The grains above (quartz, feldspar, garnet) are from the Great Sand Dunes that I photographed from afar in Colorado (August 14th post).  Again quoting Dr. Greenberg, "Each grain of sand represents a moment captured in time.  It is somewhere on its path from creation to erosion and recycling back into the earth."  Those tectonic forces I've mentioned, which rumpled up the Rockies, did so in part by subducting oceanic crust down into the furnace beneath the continent where gems like these melted ... re-formed ... were raised ... eroded ... and ... will repeat. 


                                        Sand Time - Greenberg


William Blake:  Auguries of Innocence

To see a world in a grain of sand
And a heaven in a wild flower,
Hold infinity in the palm of your hand,
And eternity in an hour.
.......





Tuesday, August 20, 2019

Speaking of Small: Sister Corita's Little Window

Figures from the world over came to Sister Corita for art classes during her prime in the '60's.
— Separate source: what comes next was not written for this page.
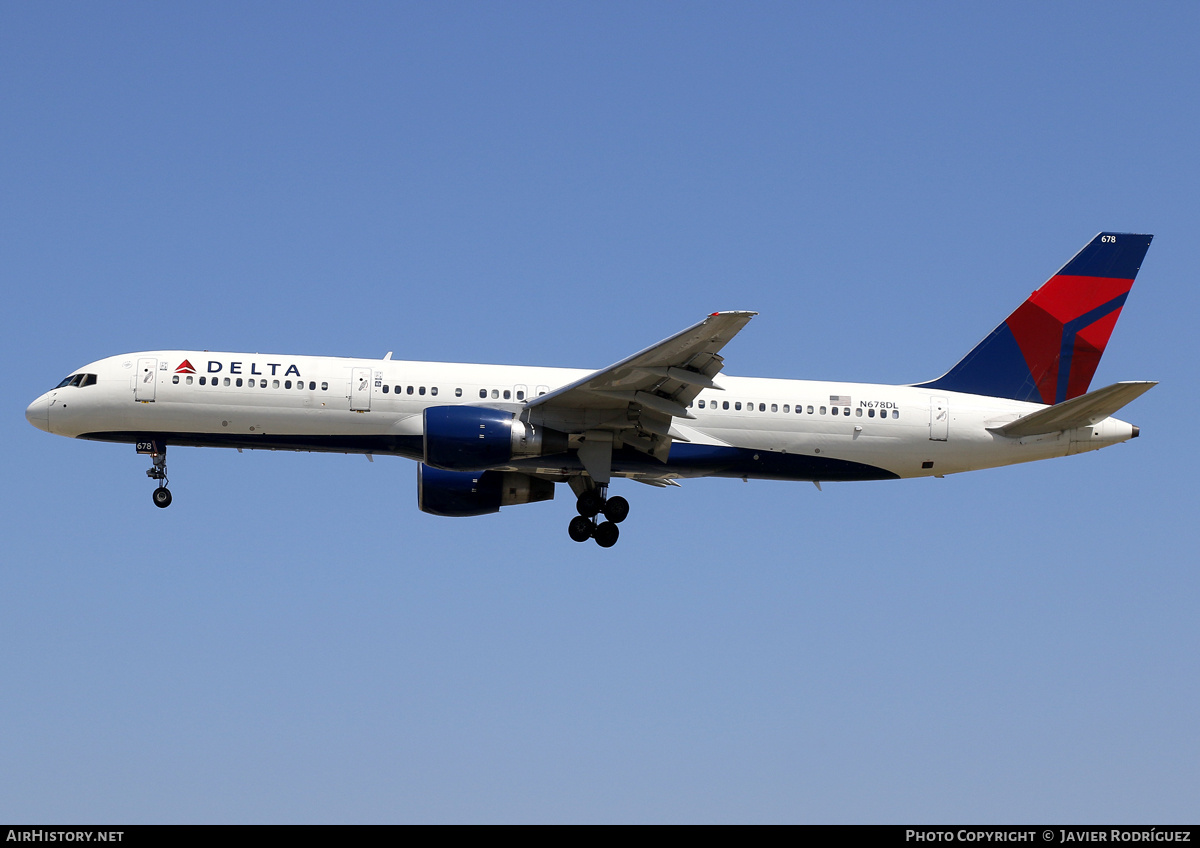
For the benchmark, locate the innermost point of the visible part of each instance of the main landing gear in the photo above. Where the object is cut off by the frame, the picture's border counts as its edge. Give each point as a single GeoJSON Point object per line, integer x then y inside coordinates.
{"type": "Point", "coordinates": [159, 471]}
{"type": "Point", "coordinates": [591, 504]}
Luckily she taught at Immaculate Heart College, just down the street from my parents' home.  My mom enjoyed her classes, and I tagged along a few times.  

You can see her work here:  Sister Corita images. Her images were so popular one was made into a postage stamp.



I recall in particular a lesson where we cut a small window in stiff paper to help us search for an appealing segment to blow-up into an abstract image:







Soon after we moved to New Mexico, I wanted to paint abstract paintings but had no clue how to begin -- I felt I needed help with composition.  I noticed that, as Sister Corita had taught, if I looked closely at small details in nature, I could scale up with my macro lens.  As it turned out, the photos themselves became my focus for several years -- nature offered wonders I could never paint.  Abstract painting would have to wait.


           



There were all sorts of old treasures lying around on the property when we moved.  The fun of macro photography is hearing people speculate about what they are seeing.  Several thought the photo above was a satellite image of a lake.  Actually it was an old metal bucket, rusting to pieces.  Its crumbling left an intriguing window into its dark interior.   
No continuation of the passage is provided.